From the Grand Island Independent:

A new study from the R Street Institute found that if the U.S. want to open international markets, the government must curb agricultural subsidies.

“As Congress begins piecing together the next farm bill, it is important for legislators to understand that overly generous domestic agricultural subsidies hamper our ability to expand foreign trade in agricultural products,” said Clark Packard, R Street Institute trade policy analyst. “To get serious about opening markets abroad, policymakers need to prioritize curbing domestic agriculture subsidies.”

He said given the failure of the World Trade Organization’s Doha Round and the Trump administration’s professed hostility toward multilateral negotiations, broad-scale multilateral reform may seem unrealistic.

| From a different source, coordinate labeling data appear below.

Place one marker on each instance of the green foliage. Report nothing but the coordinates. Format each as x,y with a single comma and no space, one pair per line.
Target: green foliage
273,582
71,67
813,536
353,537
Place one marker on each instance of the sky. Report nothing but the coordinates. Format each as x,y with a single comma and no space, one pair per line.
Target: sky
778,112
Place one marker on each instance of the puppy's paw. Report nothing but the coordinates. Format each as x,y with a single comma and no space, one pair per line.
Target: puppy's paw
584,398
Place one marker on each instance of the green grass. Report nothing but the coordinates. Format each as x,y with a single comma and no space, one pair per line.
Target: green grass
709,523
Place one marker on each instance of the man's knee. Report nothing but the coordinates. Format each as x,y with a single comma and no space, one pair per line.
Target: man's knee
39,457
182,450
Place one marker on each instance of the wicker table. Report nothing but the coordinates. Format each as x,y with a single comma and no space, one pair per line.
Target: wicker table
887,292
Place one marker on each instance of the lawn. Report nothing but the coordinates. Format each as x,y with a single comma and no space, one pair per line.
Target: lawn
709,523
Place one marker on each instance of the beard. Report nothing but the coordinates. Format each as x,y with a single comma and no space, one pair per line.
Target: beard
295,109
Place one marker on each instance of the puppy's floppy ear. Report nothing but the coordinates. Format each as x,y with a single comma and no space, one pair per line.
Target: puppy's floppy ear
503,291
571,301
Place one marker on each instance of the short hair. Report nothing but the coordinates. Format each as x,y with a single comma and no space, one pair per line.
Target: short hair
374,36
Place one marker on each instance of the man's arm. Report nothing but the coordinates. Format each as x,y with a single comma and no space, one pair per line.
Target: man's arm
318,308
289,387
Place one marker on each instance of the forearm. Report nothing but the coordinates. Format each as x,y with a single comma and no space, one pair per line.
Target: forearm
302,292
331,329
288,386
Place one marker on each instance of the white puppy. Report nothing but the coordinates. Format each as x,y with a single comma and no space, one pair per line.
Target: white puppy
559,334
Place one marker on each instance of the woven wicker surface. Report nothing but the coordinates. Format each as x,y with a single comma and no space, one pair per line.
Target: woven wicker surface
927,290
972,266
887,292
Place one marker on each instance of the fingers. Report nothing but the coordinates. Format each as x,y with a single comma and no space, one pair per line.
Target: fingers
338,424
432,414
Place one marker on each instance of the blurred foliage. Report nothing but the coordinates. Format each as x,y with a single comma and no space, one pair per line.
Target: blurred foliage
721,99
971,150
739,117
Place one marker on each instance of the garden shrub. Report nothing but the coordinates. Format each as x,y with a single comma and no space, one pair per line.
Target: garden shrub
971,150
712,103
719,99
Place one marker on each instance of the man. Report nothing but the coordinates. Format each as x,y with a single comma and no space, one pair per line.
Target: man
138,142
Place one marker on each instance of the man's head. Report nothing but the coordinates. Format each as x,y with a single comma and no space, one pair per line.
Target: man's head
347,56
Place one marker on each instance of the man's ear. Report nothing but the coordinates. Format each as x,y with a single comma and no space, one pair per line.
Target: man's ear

“Thankfully, the administration’s budget proposal would cut crop insurance subsidies and commodity support payments in ways that, if adopted by Congress, would curb agricultural subsidies by $38 billion over 10 years, giving the United States major leverage to negotiate better terms for American farmers and ranchers abroad,” Packard said.

He said that it’s “always tempting to kick the subsidy reform can further down the road.”

“But delaying difficult but necessary reforms only hampers our ability to expand market access abroad,” Packard said. “In order to make a credible case for further liberalization, we must lead by example and cut our own agricultural subsides.”